В эту эпоху получили распространение слова «шамать», «шпана», «буза», «шкет», «засыпаться», «подначивать», «заначить», «липовый» и мн. другие». Добавим кстати, что большинство этих слов не ново, как, напр., «шпана», фигурировавшая еще в «Толковом словаре» В. Даля (т. IV, стр. 1465) ‹только в 3-е и 4-е изд. под ред. Бодуэна де Куртенэ›:
«Шпана ж. так в Сибири называют бродяг, а также проходящих по дороге // Острож. коренное тюремное население».
Подтверждение тому, что арго не только после Революции было вхоже в язык русского общества, находим в статье В. Стратена «Арго и арготизмы»:
«…Отдельные элементы его (арго – Ф.) еще раньше попадали в рабочую и интеллигентскую среду, попадали разными путями – через люмпен-пролетариат и другие промежуточные слои. Немногие, вероятно, догадываются, что такие выражения, как загнать (продать), заговаривать зубы, задать лататы (бежать), держать фасон, дрейфить (дрефить), арапа заправлять, для близиру, завести волынку, очки втирать имеют общее с воровским жаргоном. Эти слова и многие другие, перестав быть тайными, еще в прежнее время отпали от воровского арго» (стр. 112).
На той же странице В. Стратен, приводящий примеры наиболее распространенных арготизмов, отмечает:
«…Любопытно также и то, что в рабочей среде такие слова меньше распространены, чем в комсомольской…»

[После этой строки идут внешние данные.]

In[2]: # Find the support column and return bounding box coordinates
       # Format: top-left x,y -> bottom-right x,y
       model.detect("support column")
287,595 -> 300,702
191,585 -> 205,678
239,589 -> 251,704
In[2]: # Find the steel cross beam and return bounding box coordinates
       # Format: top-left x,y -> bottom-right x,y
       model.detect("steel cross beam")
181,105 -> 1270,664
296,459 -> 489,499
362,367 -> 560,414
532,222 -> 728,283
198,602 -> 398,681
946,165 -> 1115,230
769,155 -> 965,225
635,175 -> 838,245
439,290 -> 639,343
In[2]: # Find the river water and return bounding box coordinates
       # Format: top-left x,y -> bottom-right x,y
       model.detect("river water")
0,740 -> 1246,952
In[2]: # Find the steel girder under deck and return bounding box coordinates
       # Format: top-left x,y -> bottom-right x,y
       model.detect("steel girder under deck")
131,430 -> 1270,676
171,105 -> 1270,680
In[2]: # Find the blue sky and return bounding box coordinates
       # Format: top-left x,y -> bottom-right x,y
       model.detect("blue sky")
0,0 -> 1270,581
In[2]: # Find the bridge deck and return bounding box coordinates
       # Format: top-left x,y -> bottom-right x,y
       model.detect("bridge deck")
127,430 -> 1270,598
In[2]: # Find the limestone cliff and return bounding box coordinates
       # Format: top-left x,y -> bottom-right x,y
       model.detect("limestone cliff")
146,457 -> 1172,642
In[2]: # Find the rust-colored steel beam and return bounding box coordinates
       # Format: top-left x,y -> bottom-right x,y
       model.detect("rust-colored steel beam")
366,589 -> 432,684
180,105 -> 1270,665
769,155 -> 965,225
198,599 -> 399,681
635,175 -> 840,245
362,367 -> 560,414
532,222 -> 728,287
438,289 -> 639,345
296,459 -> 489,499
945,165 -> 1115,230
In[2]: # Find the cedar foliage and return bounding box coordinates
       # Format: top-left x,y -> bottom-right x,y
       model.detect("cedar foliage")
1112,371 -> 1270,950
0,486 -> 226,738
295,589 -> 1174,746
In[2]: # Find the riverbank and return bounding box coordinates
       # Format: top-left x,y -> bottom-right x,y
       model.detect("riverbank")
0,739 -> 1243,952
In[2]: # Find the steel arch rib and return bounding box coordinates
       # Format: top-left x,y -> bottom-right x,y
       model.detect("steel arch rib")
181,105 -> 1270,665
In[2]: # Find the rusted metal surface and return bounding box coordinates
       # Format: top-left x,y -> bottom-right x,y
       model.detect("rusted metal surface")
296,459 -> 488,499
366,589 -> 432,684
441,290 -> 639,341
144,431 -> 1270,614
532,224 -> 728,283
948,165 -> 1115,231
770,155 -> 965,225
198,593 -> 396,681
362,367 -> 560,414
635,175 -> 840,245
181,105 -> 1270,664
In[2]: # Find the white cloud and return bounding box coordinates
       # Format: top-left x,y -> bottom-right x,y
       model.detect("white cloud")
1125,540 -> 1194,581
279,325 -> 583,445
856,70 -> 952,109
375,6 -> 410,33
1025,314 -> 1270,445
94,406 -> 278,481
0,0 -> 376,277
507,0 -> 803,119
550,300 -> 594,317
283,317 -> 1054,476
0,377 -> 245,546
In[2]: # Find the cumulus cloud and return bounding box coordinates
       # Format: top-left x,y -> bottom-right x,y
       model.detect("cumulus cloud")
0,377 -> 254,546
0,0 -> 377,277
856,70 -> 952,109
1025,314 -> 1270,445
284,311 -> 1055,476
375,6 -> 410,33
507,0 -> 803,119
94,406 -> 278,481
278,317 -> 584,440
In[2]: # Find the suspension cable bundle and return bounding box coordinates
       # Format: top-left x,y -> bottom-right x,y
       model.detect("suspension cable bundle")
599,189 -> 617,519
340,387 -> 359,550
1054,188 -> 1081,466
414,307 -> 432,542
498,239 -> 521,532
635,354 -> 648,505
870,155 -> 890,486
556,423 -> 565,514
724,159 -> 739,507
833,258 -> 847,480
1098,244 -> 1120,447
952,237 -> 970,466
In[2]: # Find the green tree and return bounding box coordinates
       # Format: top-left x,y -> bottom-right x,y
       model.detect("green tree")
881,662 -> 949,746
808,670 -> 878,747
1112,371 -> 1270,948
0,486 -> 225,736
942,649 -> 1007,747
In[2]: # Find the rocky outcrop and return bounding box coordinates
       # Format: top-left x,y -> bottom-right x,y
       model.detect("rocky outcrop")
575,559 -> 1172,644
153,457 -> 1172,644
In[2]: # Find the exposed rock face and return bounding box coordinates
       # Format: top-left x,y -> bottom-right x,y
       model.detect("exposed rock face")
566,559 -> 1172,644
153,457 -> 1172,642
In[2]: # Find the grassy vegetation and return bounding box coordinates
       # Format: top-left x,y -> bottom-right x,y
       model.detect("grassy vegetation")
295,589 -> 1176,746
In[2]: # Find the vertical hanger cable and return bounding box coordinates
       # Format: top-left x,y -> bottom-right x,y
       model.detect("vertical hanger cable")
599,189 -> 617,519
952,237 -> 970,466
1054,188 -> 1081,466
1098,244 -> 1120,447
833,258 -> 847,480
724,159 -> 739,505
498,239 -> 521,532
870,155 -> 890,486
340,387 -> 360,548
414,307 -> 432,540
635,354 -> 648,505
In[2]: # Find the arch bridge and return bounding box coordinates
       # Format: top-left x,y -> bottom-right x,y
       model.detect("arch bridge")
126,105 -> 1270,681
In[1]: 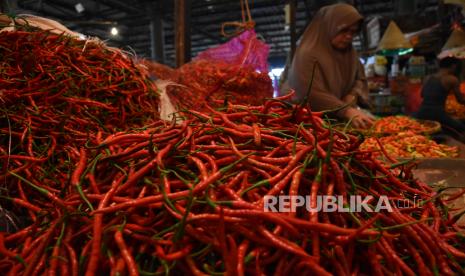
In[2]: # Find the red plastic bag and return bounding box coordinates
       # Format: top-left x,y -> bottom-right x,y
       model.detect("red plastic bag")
168,30 -> 273,110
194,30 -> 270,72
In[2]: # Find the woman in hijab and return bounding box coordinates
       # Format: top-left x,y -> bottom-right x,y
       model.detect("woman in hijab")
281,4 -> 374,128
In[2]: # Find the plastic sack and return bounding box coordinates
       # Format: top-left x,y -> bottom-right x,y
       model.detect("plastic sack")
167,30 -> 273,111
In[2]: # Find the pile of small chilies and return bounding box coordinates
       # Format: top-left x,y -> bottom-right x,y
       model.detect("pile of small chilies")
0,27 -> 465,275
360,131 -> 459,158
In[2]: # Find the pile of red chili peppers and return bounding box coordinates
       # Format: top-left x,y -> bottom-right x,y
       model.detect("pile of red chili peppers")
0,27 -> 465,276
0,27 -> 158,143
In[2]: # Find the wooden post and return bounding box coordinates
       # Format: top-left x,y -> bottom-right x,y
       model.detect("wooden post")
289,0 -> 297,58
174,0 -> 191,67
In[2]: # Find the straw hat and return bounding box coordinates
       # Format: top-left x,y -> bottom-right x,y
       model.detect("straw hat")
376,20 -> 413,51
444,0 -> 465,6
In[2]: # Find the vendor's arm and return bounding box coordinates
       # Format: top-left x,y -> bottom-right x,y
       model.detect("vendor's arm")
342,61 -> 370,106
444,76 -> 465,105
302,65 -> 375,129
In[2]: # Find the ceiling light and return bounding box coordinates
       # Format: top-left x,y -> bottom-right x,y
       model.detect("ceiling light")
74,3 -> 85,13
110,27 -> 118,35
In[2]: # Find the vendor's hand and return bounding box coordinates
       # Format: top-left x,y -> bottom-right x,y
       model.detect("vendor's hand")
341,107 -> 375,129
342,94 -> 357,105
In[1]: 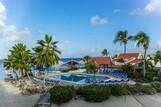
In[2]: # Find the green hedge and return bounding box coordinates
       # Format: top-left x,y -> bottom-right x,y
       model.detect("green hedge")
77,85 -> 111,102
49,86 -> 75,105
128,84 -> 156,95
110,84 -> 128,96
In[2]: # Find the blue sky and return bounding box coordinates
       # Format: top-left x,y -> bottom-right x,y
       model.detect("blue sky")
0,0 -> 161,58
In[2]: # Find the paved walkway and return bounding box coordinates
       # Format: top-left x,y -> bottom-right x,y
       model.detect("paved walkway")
0,81 -> 39,107
0,81 -> 161,107
52,94 -> 161,107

В. Жирмунский переоценивает тот факт, что «организованный отпор, который встретило это явление в советской общественности, положил предел дальнейшему распространению арготизмов и лишь немногие из названных слов более или менее удержались в обиходном языке».
Вопреки этому утверждению мы видим, что отдельные арготизмы встречаются и у ведущих советских литераторов, непосредственно в языке самих авторов, а не выведенных ими персонажей:
Клава. Она уезжает. Нужно смотаться домой. (Катаев, Время вперед, 58).
Начал читать, и вот шамануть забыл, зачитался. (Шолохов, Поднятая целина, 126).
Что делать? Куда броситься? Подчиниться, протестовать, бузить? Аплодировать, смеяться или крыть? (Макаренко, Педагогическая поэма, 130).
Библия наизнанку
Про меньшевистскую шпанку.
(Бедный, Земля обетованная).
Закадычный друг Черемушкина, Федя Мычко… отличался от своего корешка лишь более светлыми волосами… (Вершигора. Люди с чистой совестью, 1,3).
О том, что элементы «блата» и «полублата» проникли в литературную и даже научную среду, свидетельствует уже упоминавшийся выше В. Стратен («Арго и арготизмы», стр. 111):
«Кто у нас не знает, а подчас и сам не употребляет теперь таких слов как барахло, блатной, буза, бузотер, бузить, засыпался, крыть нечем, липа, липовый (фальшивый), малина (воровской притон), шпана, халтура, шамать, шамовка и пр. Из них халтура, бузотер стали вполне литературными, а другие недалеки от этого… Либединский в «Неделе» говорит о рынках и барахолках от себя, а не от действующего лица… Гладков в «Цементе» и Колосов в своих комсомольских рассказах настолько проникаются специфическим языком своих героев, что в авторских ремарках повсюду рассыпают такие выражения, как «шкет», «шпана» и пр.».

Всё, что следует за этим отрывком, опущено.